My buddies ford expedition was recalled for something similar. Apparently, at some point in the past, Ford trucks used to catch fire from I believe an ignition switch issue ??? 
http://articles.baltimoresun.com/19...n-switches-switch-fires-million-ford-vehicles

They said that if you owned one of these particular year trucks that you should NOT park it in a garage, as it may burn the house down.

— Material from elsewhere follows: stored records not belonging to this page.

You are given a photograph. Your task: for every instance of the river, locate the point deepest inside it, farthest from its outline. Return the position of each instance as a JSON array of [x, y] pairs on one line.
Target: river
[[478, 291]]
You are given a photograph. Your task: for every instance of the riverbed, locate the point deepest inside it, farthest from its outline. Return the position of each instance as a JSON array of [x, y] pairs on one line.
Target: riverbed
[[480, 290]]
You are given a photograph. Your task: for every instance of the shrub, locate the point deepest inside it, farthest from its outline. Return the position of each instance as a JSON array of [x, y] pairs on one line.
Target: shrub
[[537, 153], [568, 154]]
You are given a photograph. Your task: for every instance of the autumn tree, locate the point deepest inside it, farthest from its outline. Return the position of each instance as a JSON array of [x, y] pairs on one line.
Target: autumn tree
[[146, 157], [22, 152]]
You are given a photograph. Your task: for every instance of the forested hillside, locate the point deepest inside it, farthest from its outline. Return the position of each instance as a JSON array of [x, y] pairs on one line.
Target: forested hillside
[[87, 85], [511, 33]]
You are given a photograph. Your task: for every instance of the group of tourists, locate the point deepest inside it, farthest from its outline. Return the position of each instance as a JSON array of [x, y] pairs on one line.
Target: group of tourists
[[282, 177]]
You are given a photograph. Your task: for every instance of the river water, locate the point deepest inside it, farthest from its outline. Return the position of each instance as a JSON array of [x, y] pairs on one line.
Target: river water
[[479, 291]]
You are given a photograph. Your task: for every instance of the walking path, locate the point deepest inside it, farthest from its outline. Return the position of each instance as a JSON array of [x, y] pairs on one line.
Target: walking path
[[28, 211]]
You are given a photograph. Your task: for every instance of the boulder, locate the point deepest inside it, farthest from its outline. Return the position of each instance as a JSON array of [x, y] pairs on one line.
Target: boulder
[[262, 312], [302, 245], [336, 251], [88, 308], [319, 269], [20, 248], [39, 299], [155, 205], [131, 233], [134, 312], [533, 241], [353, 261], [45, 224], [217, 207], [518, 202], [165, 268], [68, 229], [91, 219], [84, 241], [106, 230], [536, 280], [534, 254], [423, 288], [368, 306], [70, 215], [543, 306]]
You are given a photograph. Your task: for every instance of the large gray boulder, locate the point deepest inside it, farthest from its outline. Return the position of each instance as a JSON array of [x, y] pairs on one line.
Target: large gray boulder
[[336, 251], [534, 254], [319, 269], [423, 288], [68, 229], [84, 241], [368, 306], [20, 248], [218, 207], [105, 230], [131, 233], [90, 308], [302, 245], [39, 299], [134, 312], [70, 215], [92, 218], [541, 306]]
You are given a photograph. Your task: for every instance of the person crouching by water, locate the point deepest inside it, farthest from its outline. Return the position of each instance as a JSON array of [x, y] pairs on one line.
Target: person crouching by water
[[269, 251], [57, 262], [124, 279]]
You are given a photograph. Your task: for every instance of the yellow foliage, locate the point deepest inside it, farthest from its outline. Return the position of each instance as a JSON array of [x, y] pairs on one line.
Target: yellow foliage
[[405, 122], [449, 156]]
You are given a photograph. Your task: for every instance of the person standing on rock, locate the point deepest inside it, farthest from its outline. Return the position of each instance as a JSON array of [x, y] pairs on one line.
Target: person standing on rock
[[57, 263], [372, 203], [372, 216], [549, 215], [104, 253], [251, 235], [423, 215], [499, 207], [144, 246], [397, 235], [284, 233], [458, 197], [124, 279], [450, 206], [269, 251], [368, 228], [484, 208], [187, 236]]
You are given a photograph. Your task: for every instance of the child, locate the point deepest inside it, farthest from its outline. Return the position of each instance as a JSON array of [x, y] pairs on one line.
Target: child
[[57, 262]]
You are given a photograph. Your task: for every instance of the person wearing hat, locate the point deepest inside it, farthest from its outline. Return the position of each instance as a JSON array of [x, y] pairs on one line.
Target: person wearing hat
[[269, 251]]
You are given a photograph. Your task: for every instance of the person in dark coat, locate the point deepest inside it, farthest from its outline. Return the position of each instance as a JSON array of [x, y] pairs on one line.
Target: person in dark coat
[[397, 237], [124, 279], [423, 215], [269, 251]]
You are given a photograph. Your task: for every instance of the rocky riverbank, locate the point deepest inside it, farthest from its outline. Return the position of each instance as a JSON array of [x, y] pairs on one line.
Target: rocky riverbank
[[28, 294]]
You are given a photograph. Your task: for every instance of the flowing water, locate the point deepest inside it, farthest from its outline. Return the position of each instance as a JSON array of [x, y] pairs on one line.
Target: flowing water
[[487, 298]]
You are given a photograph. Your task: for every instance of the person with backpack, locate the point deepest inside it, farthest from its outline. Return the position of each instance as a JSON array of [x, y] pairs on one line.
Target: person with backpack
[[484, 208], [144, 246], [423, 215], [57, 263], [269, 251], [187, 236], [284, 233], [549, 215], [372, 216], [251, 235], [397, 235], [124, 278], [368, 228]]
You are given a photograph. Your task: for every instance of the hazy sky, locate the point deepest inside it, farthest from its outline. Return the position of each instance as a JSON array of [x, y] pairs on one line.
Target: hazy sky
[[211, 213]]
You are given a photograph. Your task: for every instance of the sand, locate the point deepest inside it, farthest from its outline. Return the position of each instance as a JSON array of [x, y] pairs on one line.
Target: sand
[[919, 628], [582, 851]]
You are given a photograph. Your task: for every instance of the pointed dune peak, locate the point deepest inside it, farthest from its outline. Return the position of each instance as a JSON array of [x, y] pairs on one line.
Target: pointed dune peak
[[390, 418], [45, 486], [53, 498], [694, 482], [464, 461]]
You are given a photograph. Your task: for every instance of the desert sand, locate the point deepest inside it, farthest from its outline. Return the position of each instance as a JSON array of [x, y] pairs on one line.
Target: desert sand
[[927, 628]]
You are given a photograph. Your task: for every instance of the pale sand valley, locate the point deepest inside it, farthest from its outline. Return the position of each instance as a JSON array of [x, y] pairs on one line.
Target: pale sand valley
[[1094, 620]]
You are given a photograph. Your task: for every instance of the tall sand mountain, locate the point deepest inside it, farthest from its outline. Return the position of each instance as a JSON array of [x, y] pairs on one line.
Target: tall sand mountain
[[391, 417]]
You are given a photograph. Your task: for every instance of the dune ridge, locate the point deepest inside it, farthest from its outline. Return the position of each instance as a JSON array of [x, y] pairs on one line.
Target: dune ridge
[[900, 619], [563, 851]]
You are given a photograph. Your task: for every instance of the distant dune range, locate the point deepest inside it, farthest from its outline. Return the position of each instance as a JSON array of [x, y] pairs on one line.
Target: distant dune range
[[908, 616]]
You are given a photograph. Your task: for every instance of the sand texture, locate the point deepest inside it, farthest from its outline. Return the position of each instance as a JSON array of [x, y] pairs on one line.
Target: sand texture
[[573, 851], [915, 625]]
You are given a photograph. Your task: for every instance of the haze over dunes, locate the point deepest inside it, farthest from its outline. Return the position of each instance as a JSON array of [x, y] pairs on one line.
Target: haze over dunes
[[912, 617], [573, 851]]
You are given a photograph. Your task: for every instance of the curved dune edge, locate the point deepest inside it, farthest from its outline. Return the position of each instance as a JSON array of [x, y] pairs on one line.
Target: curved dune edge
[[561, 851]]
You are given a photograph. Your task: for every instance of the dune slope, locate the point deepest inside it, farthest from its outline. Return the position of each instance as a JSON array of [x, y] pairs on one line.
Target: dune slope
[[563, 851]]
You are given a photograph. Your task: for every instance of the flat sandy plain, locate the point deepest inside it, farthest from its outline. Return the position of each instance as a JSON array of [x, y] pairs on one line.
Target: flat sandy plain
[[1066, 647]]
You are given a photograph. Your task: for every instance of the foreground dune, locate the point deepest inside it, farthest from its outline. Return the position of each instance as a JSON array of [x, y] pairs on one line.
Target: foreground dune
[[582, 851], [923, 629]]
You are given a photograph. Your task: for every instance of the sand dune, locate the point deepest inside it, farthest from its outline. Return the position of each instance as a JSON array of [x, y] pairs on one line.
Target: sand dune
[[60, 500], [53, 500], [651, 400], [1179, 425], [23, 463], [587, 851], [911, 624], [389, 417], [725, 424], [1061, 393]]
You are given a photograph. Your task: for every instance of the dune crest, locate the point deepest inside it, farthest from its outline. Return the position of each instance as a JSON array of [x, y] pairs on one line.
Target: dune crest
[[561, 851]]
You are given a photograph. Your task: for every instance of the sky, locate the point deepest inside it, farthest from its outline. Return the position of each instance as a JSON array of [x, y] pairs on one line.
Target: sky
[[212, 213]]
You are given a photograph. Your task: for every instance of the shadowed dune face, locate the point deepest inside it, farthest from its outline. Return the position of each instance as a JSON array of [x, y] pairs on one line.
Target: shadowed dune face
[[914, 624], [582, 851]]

Not really surprising.... although unexpected at the least.


----------



## the new boss 92 (Nov 29, 2008)

well aleast I know not to buy that 014 denilli hd I was looking at in the spring!


----------



## grandview (Oct 9, 2005)

Dogplow Dodge;1718398 said:


> My buddies ford expedition was recalled for something similar. Apparently, at some point in the past, Ford trucks used to catch fire from I believe an ignition switch issue ???
> http://articles.baltimoresun.com/19...n-switches-switch-fires-million-ford-vehicles
> 
> They said that if you owned one of these particular year trucks that you should NOT park it in a garage, as it may burn the house down.
> ...


I think it was the cruise control.


----------



## snowplowpro (Feb 7, 2006)

and now I seen they won truck of the year how did that happen


----------



## Whiffyspark (Dec 23, 2009)

snowplowpro;1728758 said:


> and now I seen they won truck of the year how did that happen


They paid the most. Lol


----------



## skostur79 (Oct 20, 2012)

gettem while there hot


----------



## jasonv (Nov 2, 2012)

GM has absolutely the worst track record of anything non-soviet when it comes to taking the steps needed to recall vehicles. This new 1.6 million cars recall over a faulty ignition switch (that they knew about since... 2004) is a perfect example.


----------



## wirenut (Jan 16, 2004)

always been a chevy guy except for a 66 valiant and a 70 bobtail bronco
but am really considering a jeep. gm is really pissing me off with the quality and business practices...


----------